Likewise, decisions regarding initiation of corticosteroids were largely physician‑dependent rather than protocolised. Ultimately, steroids were started on patients with more severe disease or poorer prognostic features, potentially biasing results towards an apparent lack of benefit. Collectively, and adding the small sample size, these limitations underscore that our findings should not be interpreted as evidence against the efficacy of immunosuppressive or supportive therapy, but rather as a reflection of the inherent constraints of observational data and the heterogeneity of real‑world clinical practice during the study period. Additionally, only one patient was treated with cyclophosphamide throughout the 5‑year follow‑up period, and another was treated with mycophenolate, making it difficult to draw any conclusions.
This study has important limitations. The retrospective, single‑center design inherently may introduce selection bias. In particular, the decision to exclude patients with shorter follow‑up, although necessary to ensure consis-tent outcome assessment, may have skewed the cohort toward individuals with more stable disease trajectories. Additionally, because all data were obtained from existing clinical records and pathology reports, some variables may have been inconsistently documented, which could affect the precision of our analyses.
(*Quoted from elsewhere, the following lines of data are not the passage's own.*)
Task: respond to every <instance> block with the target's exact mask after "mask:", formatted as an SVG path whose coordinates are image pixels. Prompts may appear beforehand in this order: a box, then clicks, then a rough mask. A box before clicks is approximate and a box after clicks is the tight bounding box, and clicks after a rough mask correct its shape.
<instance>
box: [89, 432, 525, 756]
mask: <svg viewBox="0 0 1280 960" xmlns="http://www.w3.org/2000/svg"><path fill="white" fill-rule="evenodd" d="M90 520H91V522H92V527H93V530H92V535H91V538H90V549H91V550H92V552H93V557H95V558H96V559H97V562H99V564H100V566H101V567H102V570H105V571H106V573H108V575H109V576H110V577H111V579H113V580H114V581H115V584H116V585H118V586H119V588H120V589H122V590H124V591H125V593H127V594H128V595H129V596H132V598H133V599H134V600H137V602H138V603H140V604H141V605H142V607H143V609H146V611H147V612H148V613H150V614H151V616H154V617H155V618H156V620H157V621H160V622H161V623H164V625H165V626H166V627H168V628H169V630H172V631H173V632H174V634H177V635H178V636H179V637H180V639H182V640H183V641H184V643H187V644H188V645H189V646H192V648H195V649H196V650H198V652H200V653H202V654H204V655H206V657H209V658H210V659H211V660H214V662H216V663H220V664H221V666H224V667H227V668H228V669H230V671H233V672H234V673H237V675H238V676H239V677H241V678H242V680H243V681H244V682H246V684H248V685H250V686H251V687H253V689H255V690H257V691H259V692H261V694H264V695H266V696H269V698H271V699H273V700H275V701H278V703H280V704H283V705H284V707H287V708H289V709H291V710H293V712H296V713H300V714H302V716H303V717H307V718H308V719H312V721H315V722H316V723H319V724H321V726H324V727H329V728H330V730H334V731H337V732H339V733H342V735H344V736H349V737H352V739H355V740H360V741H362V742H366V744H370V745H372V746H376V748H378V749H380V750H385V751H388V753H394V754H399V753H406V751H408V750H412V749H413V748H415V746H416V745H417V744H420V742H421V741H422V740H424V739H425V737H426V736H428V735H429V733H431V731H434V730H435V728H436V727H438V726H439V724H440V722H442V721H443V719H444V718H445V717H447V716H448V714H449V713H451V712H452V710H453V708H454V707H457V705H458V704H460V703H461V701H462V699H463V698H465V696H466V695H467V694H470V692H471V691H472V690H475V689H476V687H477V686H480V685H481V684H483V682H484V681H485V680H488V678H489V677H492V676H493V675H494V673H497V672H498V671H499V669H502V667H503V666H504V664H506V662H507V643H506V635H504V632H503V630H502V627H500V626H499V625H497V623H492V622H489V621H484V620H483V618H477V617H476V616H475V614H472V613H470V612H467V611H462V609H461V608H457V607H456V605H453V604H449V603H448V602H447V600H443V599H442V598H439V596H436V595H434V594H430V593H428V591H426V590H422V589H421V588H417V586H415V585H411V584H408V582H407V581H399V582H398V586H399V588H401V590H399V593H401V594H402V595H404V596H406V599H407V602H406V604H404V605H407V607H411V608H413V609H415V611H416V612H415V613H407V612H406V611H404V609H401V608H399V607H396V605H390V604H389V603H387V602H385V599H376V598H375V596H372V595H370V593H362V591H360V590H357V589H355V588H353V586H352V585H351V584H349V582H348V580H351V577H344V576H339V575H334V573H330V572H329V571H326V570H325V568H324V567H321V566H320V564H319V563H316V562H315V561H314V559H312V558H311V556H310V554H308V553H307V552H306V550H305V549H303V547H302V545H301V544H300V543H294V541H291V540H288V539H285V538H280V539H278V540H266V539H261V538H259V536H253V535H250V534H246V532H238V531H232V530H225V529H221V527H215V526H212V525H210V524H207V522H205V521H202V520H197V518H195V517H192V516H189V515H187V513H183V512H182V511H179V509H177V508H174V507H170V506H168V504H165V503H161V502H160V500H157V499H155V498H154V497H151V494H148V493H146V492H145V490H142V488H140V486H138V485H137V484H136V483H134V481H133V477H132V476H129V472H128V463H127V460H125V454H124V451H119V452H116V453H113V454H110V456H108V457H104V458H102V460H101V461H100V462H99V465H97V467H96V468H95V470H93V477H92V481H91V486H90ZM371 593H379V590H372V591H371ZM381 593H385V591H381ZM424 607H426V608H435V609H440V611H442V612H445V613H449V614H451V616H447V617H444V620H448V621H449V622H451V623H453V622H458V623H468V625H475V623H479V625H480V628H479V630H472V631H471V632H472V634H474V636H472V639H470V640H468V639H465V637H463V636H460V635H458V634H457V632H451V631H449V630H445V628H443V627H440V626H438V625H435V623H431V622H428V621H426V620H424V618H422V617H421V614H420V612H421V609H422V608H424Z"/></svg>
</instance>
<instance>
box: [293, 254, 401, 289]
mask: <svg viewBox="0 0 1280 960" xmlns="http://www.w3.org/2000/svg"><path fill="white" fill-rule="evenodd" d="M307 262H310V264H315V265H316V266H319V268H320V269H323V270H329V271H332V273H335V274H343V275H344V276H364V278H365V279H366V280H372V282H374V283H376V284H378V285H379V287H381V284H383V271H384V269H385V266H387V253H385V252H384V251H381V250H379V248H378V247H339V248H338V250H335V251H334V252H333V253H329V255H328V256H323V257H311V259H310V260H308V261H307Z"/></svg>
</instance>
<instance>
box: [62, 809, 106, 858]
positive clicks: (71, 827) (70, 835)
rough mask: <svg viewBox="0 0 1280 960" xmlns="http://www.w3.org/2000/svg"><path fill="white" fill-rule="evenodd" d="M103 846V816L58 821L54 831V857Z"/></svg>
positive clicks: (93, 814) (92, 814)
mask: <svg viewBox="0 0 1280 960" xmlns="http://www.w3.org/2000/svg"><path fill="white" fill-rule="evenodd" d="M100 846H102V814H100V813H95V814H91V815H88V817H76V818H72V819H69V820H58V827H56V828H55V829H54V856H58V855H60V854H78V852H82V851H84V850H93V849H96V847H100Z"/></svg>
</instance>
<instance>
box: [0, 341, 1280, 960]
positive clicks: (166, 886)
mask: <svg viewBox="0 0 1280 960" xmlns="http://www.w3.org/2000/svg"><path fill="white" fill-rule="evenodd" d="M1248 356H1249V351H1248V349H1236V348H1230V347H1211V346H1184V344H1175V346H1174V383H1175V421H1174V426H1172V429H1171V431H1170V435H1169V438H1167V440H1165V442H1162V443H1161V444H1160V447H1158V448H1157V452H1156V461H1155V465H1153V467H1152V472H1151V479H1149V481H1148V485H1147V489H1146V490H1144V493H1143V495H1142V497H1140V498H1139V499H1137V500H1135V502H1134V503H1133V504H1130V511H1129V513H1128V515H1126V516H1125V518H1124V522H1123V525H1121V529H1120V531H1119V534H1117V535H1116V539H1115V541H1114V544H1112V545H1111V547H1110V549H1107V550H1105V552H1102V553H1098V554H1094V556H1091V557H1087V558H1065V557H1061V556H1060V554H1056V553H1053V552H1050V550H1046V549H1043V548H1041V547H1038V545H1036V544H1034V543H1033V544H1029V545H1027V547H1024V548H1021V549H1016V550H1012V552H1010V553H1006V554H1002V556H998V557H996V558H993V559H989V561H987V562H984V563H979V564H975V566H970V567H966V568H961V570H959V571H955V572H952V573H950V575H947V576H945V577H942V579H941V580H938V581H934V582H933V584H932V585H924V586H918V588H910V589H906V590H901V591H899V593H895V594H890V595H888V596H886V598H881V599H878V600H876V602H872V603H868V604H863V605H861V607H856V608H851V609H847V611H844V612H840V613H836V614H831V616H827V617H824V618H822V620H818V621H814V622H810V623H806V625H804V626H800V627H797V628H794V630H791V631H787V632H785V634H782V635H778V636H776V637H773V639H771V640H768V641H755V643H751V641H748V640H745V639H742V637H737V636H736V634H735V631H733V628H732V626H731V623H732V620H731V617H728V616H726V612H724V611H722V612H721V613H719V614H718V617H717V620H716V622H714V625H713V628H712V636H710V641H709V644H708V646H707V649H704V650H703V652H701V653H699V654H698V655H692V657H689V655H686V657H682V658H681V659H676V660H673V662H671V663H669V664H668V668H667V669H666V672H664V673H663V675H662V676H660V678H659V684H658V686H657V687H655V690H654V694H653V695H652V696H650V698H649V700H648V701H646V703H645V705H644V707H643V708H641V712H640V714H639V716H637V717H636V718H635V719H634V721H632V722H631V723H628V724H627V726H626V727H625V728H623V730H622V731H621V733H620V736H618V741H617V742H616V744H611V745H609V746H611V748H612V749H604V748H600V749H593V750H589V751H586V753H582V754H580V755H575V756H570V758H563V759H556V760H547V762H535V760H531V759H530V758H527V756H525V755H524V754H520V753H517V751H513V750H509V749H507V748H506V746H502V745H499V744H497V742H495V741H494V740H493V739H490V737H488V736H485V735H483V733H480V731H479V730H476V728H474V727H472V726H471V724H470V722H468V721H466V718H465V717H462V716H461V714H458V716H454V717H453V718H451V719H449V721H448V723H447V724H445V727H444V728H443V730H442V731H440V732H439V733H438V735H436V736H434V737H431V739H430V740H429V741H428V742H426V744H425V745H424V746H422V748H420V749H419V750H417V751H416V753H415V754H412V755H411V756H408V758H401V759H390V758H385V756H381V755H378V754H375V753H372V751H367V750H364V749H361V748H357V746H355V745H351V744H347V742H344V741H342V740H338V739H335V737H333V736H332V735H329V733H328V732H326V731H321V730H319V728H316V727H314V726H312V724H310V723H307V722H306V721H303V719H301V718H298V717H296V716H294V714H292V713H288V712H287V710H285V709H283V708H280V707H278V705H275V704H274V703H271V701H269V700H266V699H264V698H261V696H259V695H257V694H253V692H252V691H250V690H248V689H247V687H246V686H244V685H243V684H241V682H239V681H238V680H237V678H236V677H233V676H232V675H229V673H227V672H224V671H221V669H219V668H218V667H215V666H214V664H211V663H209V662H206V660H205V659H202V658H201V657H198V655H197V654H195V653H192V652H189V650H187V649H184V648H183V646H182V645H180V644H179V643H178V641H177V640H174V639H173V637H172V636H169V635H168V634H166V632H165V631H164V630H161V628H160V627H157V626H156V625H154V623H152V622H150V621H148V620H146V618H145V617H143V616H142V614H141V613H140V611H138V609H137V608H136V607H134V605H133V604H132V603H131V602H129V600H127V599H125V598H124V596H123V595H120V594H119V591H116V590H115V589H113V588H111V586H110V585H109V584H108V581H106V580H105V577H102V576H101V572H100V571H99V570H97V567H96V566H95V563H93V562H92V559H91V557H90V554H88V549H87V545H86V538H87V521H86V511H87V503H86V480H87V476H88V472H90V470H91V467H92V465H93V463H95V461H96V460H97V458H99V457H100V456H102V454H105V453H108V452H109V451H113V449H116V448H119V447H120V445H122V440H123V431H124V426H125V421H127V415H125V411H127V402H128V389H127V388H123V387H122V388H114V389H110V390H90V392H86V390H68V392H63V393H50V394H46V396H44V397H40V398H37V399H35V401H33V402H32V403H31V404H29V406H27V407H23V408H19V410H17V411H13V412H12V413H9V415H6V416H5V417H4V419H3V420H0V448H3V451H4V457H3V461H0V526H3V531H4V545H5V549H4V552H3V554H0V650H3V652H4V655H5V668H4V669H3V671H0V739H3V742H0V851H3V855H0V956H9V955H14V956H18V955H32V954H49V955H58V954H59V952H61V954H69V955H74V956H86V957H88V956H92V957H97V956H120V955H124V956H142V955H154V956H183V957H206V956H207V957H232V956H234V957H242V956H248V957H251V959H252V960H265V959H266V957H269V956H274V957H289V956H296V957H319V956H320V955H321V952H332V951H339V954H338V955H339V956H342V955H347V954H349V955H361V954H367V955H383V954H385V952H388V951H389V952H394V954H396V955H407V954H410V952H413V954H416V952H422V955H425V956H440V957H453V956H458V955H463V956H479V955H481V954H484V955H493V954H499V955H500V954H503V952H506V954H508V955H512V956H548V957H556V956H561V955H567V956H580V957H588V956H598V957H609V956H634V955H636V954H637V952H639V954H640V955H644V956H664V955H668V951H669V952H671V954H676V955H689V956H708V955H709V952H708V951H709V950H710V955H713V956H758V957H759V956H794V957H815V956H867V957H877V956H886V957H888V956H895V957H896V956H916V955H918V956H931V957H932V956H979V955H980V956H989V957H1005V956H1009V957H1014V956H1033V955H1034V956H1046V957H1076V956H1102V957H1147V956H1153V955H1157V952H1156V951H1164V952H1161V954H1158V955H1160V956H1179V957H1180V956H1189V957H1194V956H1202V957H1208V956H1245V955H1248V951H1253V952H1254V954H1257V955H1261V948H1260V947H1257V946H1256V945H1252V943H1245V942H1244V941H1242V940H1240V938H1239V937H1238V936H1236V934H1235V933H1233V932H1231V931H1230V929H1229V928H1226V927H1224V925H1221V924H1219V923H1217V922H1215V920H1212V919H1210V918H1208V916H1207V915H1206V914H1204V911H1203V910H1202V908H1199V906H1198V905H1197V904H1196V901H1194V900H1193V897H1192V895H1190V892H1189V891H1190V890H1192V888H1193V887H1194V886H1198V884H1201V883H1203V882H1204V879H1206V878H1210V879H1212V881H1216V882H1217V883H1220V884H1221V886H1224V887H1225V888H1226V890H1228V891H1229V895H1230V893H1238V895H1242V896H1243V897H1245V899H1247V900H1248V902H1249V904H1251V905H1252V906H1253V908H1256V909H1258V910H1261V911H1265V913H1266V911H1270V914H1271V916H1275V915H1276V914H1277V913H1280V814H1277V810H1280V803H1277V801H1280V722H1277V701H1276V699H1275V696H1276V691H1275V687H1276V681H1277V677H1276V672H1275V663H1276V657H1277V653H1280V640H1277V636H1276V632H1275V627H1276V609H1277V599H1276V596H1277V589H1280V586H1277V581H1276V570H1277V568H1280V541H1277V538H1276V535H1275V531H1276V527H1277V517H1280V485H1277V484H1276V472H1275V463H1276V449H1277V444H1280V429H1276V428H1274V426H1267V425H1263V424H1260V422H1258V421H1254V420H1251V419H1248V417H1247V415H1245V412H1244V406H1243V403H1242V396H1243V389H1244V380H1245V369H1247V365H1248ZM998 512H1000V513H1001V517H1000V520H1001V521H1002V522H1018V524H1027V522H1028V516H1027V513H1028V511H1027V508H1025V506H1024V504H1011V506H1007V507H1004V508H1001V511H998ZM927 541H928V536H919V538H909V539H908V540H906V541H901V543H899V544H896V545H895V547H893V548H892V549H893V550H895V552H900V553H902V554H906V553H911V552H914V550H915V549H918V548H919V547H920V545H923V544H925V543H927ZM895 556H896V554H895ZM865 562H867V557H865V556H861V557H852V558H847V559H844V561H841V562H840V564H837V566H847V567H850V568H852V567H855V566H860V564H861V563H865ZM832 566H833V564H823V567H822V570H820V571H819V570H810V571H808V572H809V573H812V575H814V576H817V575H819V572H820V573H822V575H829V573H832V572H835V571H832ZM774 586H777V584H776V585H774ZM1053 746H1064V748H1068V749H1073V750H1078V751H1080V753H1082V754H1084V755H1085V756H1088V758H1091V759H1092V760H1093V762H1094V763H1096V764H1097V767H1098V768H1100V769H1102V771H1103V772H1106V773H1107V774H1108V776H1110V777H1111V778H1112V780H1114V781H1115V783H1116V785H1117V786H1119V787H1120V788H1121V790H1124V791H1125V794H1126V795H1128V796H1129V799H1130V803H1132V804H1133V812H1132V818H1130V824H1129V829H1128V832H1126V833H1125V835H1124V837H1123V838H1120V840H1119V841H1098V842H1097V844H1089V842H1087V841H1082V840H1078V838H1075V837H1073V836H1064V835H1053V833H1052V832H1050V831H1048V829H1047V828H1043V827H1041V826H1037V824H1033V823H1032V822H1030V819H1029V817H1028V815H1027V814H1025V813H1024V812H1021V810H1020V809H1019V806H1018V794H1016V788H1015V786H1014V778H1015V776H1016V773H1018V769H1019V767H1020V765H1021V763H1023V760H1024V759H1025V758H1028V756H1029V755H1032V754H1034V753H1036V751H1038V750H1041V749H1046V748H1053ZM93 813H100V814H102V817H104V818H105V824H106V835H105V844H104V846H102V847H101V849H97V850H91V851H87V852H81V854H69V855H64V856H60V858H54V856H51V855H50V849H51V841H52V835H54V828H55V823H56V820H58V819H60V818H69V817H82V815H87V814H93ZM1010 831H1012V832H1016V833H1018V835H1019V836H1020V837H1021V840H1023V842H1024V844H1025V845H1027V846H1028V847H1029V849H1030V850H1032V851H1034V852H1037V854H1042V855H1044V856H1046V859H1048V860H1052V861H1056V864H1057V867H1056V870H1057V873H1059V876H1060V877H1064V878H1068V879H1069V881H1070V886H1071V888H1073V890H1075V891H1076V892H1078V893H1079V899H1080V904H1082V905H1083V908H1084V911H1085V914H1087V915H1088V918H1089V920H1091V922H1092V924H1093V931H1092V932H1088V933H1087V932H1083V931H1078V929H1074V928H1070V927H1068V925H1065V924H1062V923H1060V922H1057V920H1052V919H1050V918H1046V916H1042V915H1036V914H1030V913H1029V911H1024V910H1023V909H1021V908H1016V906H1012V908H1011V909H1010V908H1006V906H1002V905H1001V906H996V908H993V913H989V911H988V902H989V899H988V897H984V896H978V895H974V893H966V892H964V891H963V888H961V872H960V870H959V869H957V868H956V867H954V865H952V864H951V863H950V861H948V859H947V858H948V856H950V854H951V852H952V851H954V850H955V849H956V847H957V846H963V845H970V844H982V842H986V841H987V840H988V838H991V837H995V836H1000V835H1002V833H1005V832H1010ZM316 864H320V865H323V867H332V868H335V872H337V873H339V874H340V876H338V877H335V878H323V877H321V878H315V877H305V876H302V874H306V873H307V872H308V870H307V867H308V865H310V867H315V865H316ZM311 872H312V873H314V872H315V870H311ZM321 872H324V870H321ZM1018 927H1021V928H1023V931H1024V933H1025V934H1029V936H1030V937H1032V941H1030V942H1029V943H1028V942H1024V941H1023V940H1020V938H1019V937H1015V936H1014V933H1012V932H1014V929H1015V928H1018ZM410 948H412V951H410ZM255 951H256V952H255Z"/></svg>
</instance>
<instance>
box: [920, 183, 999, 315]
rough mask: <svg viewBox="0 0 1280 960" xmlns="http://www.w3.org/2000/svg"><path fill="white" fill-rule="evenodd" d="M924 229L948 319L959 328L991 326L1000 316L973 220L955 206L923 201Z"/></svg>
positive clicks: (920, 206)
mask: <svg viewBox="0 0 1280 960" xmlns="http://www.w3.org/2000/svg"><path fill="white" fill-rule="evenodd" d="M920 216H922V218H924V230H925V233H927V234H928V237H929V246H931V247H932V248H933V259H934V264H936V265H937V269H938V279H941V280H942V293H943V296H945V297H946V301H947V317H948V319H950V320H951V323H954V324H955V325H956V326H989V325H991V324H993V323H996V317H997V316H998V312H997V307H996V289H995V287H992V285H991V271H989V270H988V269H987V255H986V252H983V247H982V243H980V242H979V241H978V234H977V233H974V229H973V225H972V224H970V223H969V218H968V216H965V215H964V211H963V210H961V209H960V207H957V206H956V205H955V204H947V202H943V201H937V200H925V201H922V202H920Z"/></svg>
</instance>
A strong point is that, in addition to validating the equation in a Portuguese population that was underrepresented in its validation cohort, we determined cut‑off values for clinically relevant variables that, regardless of the therapeutic approach, are associated with a worse renal prognosis. To the best of our knowledge, this is the first study to establish an IgAN-PT reference value in general, and a baseline eGFR and proteinuria threshold in a Portuguese cohort. This could be relevant for both physicians and patients in establishing long‑term care plans. Finally, it will be interesting to see how the predictive power of these variables performs with new therapeutic approaches in IgAN.
CONCLUSION
This study validates the IgAN-PT score in a Portuguese cohort and underscores its added prognostic value when combined with histological data from the MEST‑C score. Early identification of high‑risk patients, particularly those with proteinuria >1.4 g/24h, eGFR <79 mL/min/1.73 m², IgAN‑PT > 12.4%, or the presence of crescents, may aid in tailoring follow‑up strategies. These findings support a clinicopathological approach to the management of IgA nephropathy and lay the groundwork for future studies assessing the predictive performance of these markers in light of emerging therapeutic options.
Key Learning Points:
IgAN‑PT is a commonly used risk stratification tool recommended by current guidelines;
This tool applies to the Portuguese population, with maximum impact when the presence of crescents is added;
Although crescents are not included in the original tool, their presence alone was an important independent prognostic risk factor for poorer kidney outcomes, highlighting their potential role in the future.